Iran’s refusal to hand over black boxes incites suspicions over fate of Ukraine flight PS752

Iran’s refusal to hand over black boxes incites suspicions over fate of Ukraine flight PS752
Investigators at a wreckage site following the crash of the Ukrainian commercial flight.
By bne IntelliNews January 8, 2020

Iran’s refusal to hand over two recovered black boxes to Boeing following the January 8 crash of a Ukraine International Airlines (UIA) aircraft near Tehran sparked the circulation of speculation on social media that there was something suspicious about the downing of the plane.

There were no survivors after flight PS752 to Kyiv , carrying 176 people, appeared to suffer a catastrophic incident, hours after the Iranian missile strikes on military bases in Iraq used by US forces—one theory doing the rounds was that Iran could have mistaken the three-year-old Boeing 737-800 for an incoming US military aircraft. However, absolutely no evidence for that has emerged.

The head of Iran's civil aviation organisation was quoted by Mehr news agency as saying that the black boxes would not be handed over either to Boeing or the Americans. Ali Abedzadeh added that Iran would lead the investigation but would allow Ukrainian investigators to be present.

Ukraine's foreign minister tweeted that he had spoken to his Iranian counterpart and they had agreed that the countries would coordinate their investigations. Ukrainian President Volodymyr Zelensky cut short a trip to Oman after news of the crash. He cautioned against "speculation or unchecked theories regarding the catastrophe" until official reports were ready.

In July 2014, Ukraine endured the Malaysia Airlines Flight 17 (MH17) tragedy in which an Amsterdam to Kuala Lumpur flight was shot down over the east of the country.
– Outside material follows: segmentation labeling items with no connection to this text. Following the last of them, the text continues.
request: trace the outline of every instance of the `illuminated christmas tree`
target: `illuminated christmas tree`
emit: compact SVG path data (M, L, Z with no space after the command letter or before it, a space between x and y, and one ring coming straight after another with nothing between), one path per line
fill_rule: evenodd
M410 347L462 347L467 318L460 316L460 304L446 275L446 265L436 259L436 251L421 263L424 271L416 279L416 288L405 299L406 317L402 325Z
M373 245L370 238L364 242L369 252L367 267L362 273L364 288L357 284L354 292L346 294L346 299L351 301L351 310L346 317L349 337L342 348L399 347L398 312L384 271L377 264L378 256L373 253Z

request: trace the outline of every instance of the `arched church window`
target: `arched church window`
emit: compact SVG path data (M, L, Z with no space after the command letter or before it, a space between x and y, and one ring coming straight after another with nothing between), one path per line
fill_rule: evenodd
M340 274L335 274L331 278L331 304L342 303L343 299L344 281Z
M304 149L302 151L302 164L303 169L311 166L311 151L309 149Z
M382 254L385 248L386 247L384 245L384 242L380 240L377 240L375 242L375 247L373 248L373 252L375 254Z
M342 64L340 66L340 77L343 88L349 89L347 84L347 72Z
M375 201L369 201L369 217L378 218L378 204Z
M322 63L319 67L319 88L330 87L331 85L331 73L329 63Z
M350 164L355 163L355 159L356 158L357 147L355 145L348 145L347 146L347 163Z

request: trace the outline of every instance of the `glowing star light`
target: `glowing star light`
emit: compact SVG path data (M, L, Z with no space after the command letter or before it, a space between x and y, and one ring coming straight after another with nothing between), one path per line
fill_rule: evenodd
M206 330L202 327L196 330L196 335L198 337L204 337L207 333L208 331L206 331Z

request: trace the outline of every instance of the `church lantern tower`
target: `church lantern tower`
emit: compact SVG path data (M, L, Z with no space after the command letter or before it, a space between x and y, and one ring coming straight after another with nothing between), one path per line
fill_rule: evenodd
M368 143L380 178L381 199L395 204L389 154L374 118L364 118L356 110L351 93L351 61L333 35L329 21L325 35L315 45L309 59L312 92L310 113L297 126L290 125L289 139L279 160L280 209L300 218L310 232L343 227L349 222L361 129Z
Dutch investigators concluded it was downed with a Buk surface-to-air missile launched from pro-Russian separatist-controlled territory.

Tweet deleted

Further muddying the waters over the fate of the plane, which went down in good visibility, the Ukrainian embassy in Tehran deleted a tweet stating the plane’s crash was the result of an accident. It did not release another statement in its place.

UIA, a private airline, said there was no chance that human error was the cause, saying: “According to our records, the aircraft ascended as high as 2,400 metres. Given the crew’s experience, error probability is minimal. We do not even consider such a chance.”

Ukraine has not ruled out the possibility that the plane was struck by a missile. Kyiv dispatched experts and a search and rescue team to Iran, according to Kosmonaut.

On social media, multiple individuals claimed images of wreckage showed shrapnel damage, but Bellingcat open source investigators who reviewed the images responded that it was in fact debris and mud.

Aviation safety analyst Todd Curtis told the BBC: "The airplane was heavily fragmented which means either there was an intense impact on the ground or something happened in the sky,"

In an attached analysis of “What went wrong on flight PS752?” BBC transport correspondent Tom Burridge noted: “It reached nearly 8,000ft (2,400m) before the aircraft's data suddenly disappears. This is unusual and would suggest some type of catastrophic incident on board the plane. We have no evidence at this stage to tell us what caused the incident.”

Video circulating on social media allegedly showed the last few seconds of the plane's flight. It can be seen streaking across the night sky while on fire before it rapidly loses height. There is an initial explosion close to the ground. Then a final blast that lights up the area.

People spoken to on the phone by bne IntelliNews said they heard two explosions before the plane hit the ground, but did not discount the possibility of an echo effect.

“High degree of break up”

Tony Cable, a former senior inspector at the UK Air Accidents Investigation Branch (AAIB), told Sky News: "I've seen a few photos of the crash site. The wreckage shows a high degree of break up which indicates that the plane crashed vertically at speed into the ground. There seems to be a lot of relatively small pieces of debris."

On the idea that the plane was shot down, Cable said there would have to be “some pretty obvious characteristics if this was the case. There would be shrapnel damage to parts of the wreckage.

"Investigators would collect the wreckage on-site and then lay it out in the form of the aircraft."

On whether a bomb was placed inside the plane before take-off, he said: "A bomb could cause loss of control and a high vertical speed crash. Investigators would be looking for the wreckage that is separated from the main wreckage.

"So in a bombing, small pieces from the initial blast would be found somewhere else from the main structure."

The plane crashed moments after it left Imam Khomeini International Airport in Tehran at 06.10 local time.

Among the victims were 82 Iranians, 63 Canadians, 11 Ukrainians including all nine crew, 10 Swedes, four Afghans, three Britons and three Germans, Ukrainian Foreign Minister Vadym Prystaiko said. Fifteen of the dead were children.

UK authorities named the Britons as Sam Zokaei, from Surrey, Saeed Tahmasebi Khademasadi from west London and Mohammad Reza Kadkhoda Zadeh from near Brighton.